Combined free and forced laminar non-Newtonian convection in a vertical tube with constant wall temperature

Abstract

A theoretical and experimental investigation of combined free and forced, laminar, non-Newtonian convection has been carried out. The problem studied was heat transfer to a power law fluid with an initially fully developed velocity profile flowing upward through a constant wall temperature vertical, circular tube. Except for a linear variation of density with temperature in the body force term, all properties were assumed to be constants. The coupled system of governing equations was solved numerically. Typical developing velocity and temperature profiles are presented. Mean Nusselt numbers and dimensionless pressure drop as a function of dimensionless axial distance are presented for a range of the parameters: flow behavior index n, Prandtl number Pr, and Grashof over Reynolds number ratio Gr/Re. Results show that distortion of the velocity profile due to free convection can increase both the heat transfer and pressure drop significantly.
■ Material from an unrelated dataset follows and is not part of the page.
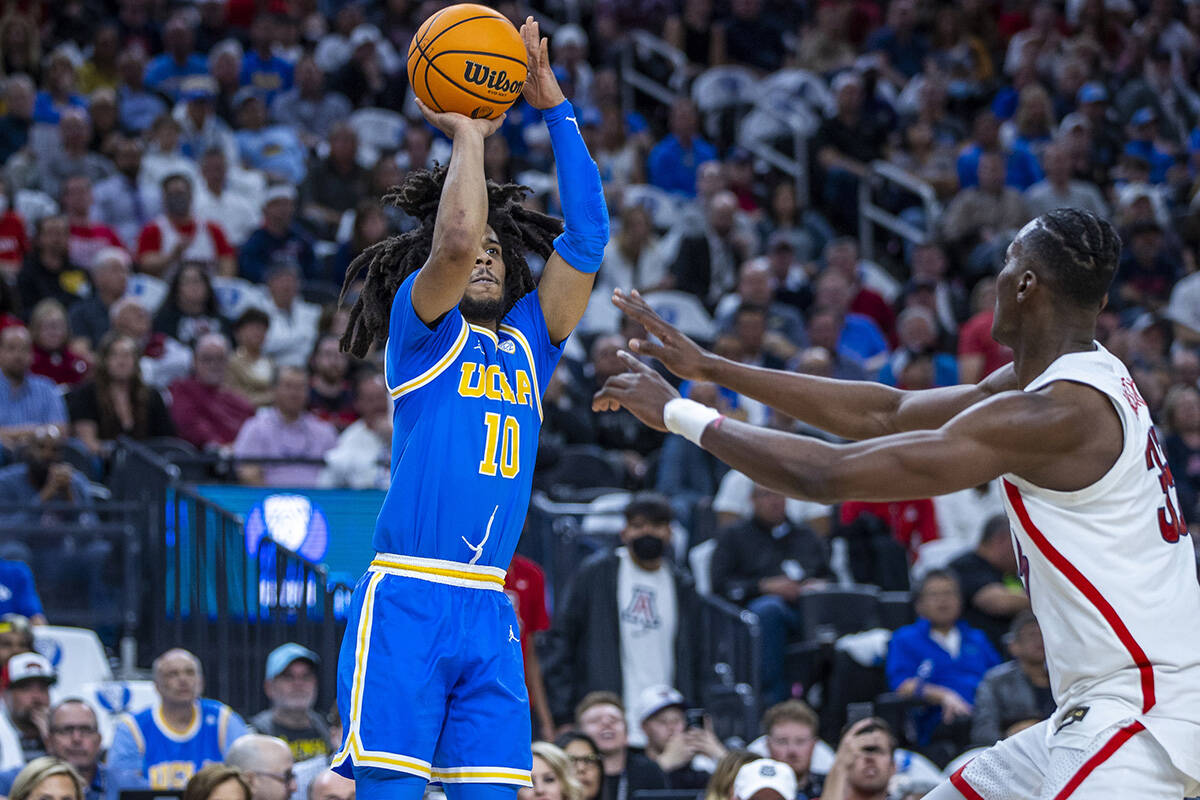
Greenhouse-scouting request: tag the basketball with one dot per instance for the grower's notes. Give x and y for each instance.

Near the point of maximum velocity profile distortion, for sufficiently large values of Gr/Re, the local Nusselt number shows the unusual behavior of increasing with increasing axial distance. Experimental mean Nusselt numbers were obtained using 0·5 and 1·0 per cent aqueous solutions of Carbopol. With all properties evaluated at the wall temperature, the theoretical and experimental results agreed within ±15 per cent.